The moderate overall health spending growth suggests less spending than many experts anticipated from the newly insured. “It's growing more slowly than all of us have been expecting,” said Charles Roehrig, director of the Altarum Institute Center for Sustainable Health Spending. The notably weak physician spending “is a bit of a riddle,” he said.
The survey (PDF), released each quarter by the Census Bureau, offers an estimate of operating revenue for U.S. hospitals, nursing homes, physician offices and other ambulatory providers. The numbers are among the more accurate early snapshots of health spending in the second quarter.

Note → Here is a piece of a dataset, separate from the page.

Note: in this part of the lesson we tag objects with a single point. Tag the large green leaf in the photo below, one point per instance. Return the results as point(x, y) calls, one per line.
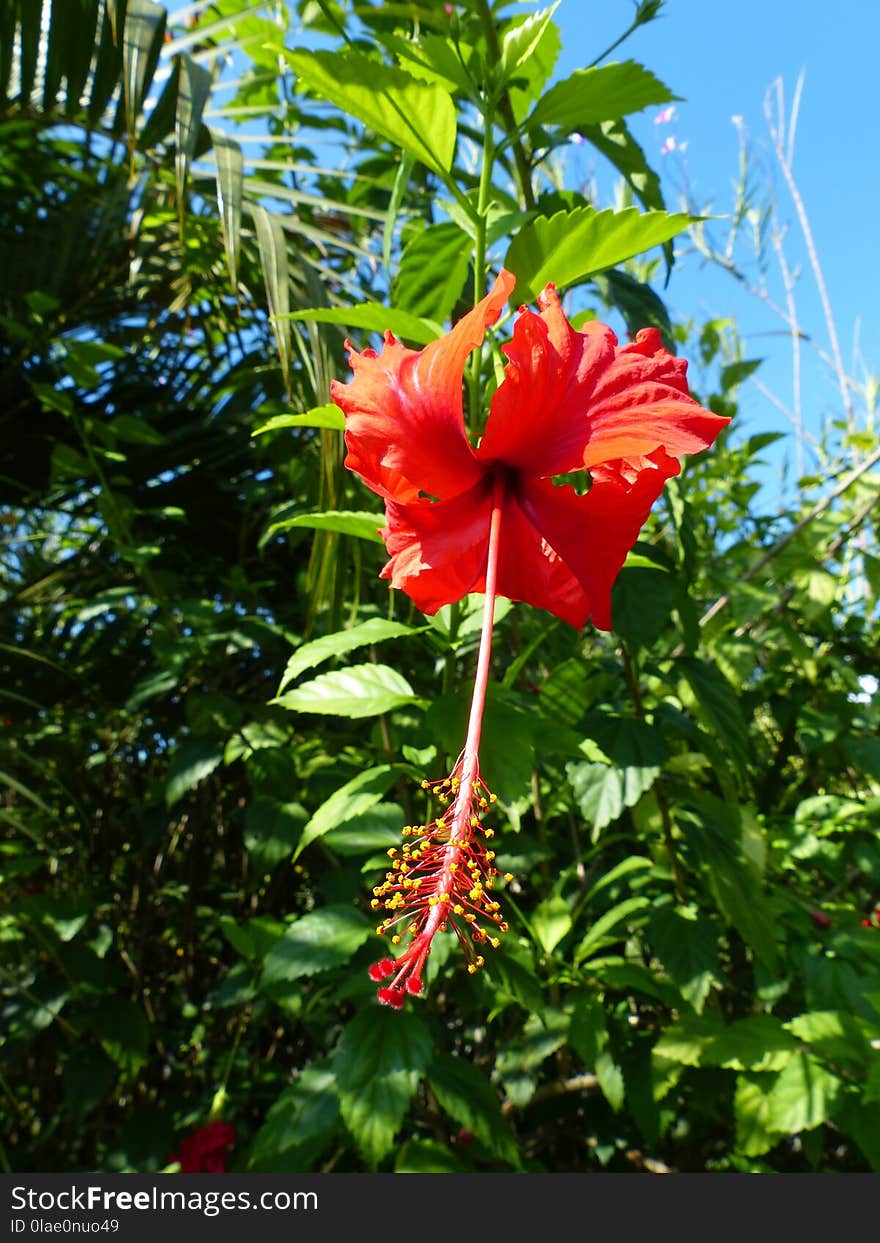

Hospital executives and policy experts attributed weak first-quarter spending on health services to a harsh winter and consumers who put off shopping for health plans until March, the final month to buy insurance in state and federal exchanges created under the Patient Protection and Affordable Care Act.
Demand from an estimated 9 million to gain public or private insurance this year as a result of the health reform law was projected to end the historic slowdown in health spending since the recession. National health spending—which also includes expenses for pharmaceuticals, public health, medical research and construction—is projected to grow 5.6% this year as insurance coverage expanded and the economy improved, according to federal officials.
The Census Bureau's survey will be used to revise a federal estimate of health spending and overall economic growth, or gross domestic product, expected this month. The last estimate, released in September, showed an annualized increase of 2.9% in the second quarter. The Commerce Department's estimates of economic growth can vary widely with revision, as was the case with health spending in the first quarter.